Vous devez vous dire : ‘Qu’est ce qu’une femme qui accouche dans la jungle a à voir avec moi ?’ Le point commun est la peur : la peur de la douleur, la peur de l’agonie, la peur des larmes, la peur de perdre le contrôle. Votre système nerveux ne fait pas la différence entre un danger ou une peur réel(le) ou imaginé(e) et il répondra donc de la même façon pour les deux : n’avez-vous jamais sentie une montée d’adrénaline ou de peur en regardant un film d’horreur ? La menace est-elle réelle ou imaginaire ?
Si vous accouchez en vous sentant et en étant effrayée, votre système répondra en conséquent. Cette peur engendra une montée d’adrénaline dans tout votre corps, ce qui entraînera une augmentation de la tension dans vos muscles et dans votre col de l’utérus dans lequel moins d’hormones favorisant les contractions seront produites. Votre col de l’utérus devra donc travailler plus dur pour fléchir et se desserrer. Ceci aura pour conséquence de rendre les contractions plus douloureuses. De la même façon, si vous êtes tendue quand vous avez mal, la douleur devient encore plus forte.
Tant que vous aurez peur durant l’accouchement, votre corps ne parviendra pas à vivre facilement le déroulement de l’accouchement. De plus, à la minute où vous absorbez des hormones artificielles, qui déclenchent l’accouchement, le corps arrête de produire les hormones naturelles, telles que la magnifique et puissante endorphine ou les hormones qui soulagent la douleur.

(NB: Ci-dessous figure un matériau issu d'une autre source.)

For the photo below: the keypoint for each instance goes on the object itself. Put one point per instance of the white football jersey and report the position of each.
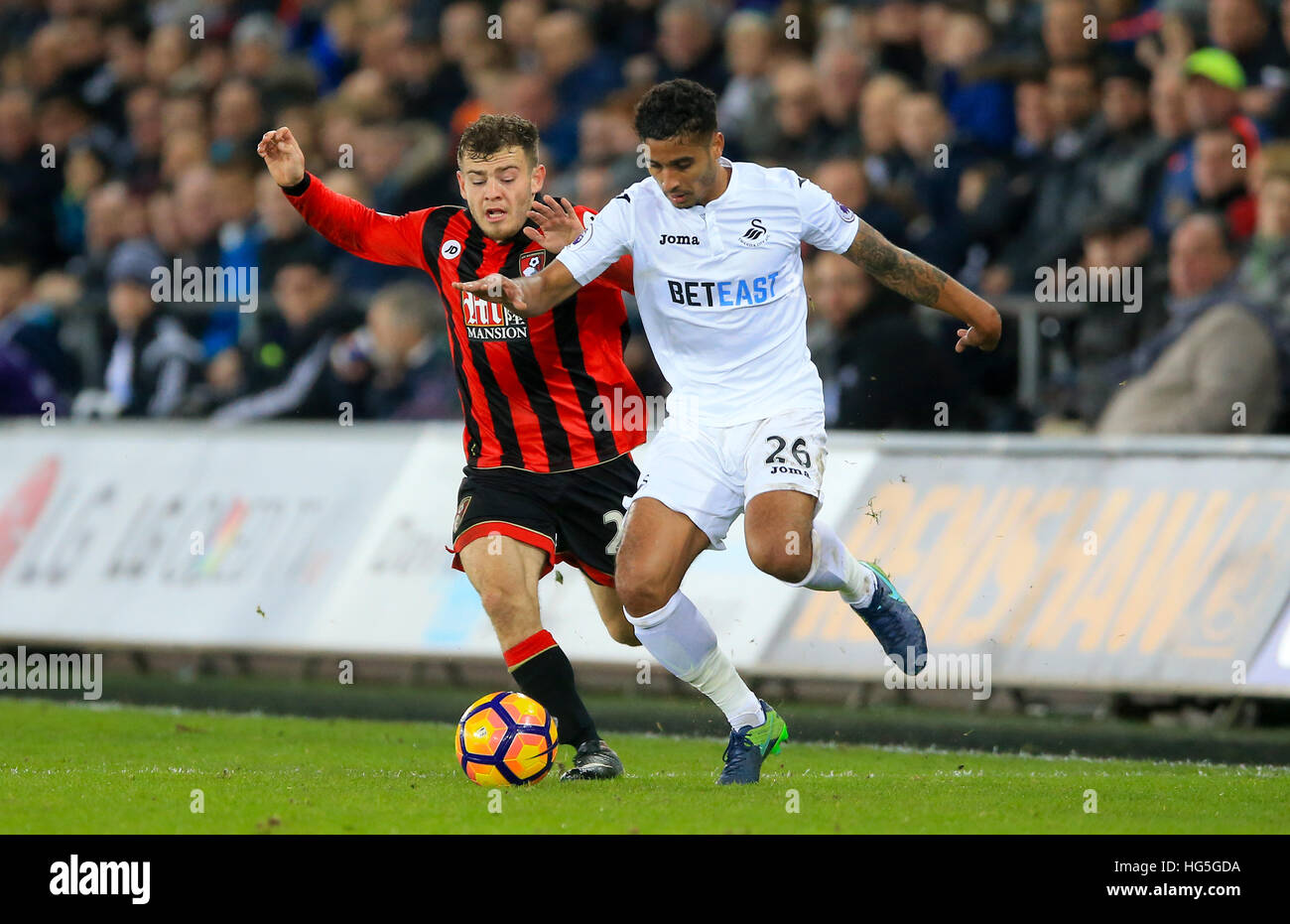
(720, 287)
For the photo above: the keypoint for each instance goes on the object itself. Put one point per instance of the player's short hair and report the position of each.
(491, 133)
(678, 108)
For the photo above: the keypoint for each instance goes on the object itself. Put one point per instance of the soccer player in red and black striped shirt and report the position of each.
(546, 466)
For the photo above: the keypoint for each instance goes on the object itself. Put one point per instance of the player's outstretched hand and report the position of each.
(978, 338)
(559, 224)
(283, 156)
(497, 288)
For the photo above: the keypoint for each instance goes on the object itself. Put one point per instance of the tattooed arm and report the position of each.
(920, 282)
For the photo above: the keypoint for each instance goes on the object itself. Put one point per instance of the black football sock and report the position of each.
(543, 673)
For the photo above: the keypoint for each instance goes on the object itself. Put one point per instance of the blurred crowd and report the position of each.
(991, 138)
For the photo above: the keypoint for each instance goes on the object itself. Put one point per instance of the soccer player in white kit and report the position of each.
(716, 248)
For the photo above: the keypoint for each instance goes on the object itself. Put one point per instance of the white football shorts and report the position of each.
(710, 472)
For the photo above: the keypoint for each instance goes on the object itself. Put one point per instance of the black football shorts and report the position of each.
(575, 516)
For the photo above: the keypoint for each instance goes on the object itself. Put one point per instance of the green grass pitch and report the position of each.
(102, 769)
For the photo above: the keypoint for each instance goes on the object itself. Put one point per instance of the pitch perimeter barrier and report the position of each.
(1129, 564)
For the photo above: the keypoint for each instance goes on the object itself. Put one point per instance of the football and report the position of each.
(506, 739)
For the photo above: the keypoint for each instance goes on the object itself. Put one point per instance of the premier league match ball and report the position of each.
(506, 739)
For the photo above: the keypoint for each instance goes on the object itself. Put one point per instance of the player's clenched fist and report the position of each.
(283, 156)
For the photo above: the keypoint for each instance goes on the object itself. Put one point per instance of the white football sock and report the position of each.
(833, 567)
(684, 643)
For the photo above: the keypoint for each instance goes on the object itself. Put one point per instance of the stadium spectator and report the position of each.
(1133, 155)
(1084, 376)
(843, 177)
(31, 189)
(1213, 366)
(287, 370)
(34, 368)
(1065, 193)
(976, 98)
(116, 125)
(150, 357)
(878, 370)
(880, 134)
(688, 44)
(746, 104)
(398, 366)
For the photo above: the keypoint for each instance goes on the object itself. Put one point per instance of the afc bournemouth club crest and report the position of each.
(460, 512)
(532, 263)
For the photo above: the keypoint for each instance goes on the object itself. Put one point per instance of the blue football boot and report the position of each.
(894, 623)
(748, 747)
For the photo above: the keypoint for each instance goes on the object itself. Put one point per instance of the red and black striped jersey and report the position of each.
(542, 394)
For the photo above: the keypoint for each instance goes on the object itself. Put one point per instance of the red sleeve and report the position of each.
(619, 275)
(352, 226)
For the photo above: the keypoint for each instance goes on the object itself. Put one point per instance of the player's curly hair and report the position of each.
(490, 133)
(678, 108)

Mais comment être détendue et calme fait la différence ?
En étant détendue durant le travail, votre corps ne répond pas de la même façon au scénario de la peur décrit en haut. Quand vous êtes détendue, votre respiration est rythmée, assurant qu’un haut niveau d’oxygène est entré dans votre corps. Cet oxygène parvient à votre bébé, vous assurant que votre bébé reste calme et stable. Augmenter l’arrivée d’oxygène stimule la production d’ocytocine (hormone responsable des contractions) et d’endorphine. Votre tension artérielle reste à un bon niveau et comme votre corps est détendu, vous conservez votre énergie, tout ce surplus d’énergie est dirigé vers le muscle qui fait le travail le plus dur, c’est-à-dire l’utérus. Comme l’utérus ne reçoit aucune résistance ou tension des muscles qui l’entourent, les contractions sont plus efficaces et moins douloureuses. Si le travail continue sans être altéré par des hormones artificielles, d’autres hormones naturelles entrent en action, par exemple en relaxant, en permettant au col de l’utérus de se détendre, de s’assouplir et de s’étirer, rendant la descente du bébé plus facile et moins douloureuse.
Mais comment l'autohypnose fonctionne-t-elle?
L’autohypnose est un état naturel que nous vivons plusieurs fois par jour. C’est un moment où votre conscience (partie analytique et rationnelle du cerveau) se retire et votre subconscient (sentiments, souvenirs, émotions) prend le dessus. Par exemple lorsque vous rêvassez, que vous lisez un livre et que vous vous rendez compte que vous relisez à chaque fois la même chose, lorsque vous faites un long trajet en voiture et que vous ne vous rappelez pas d’une partie du trajet…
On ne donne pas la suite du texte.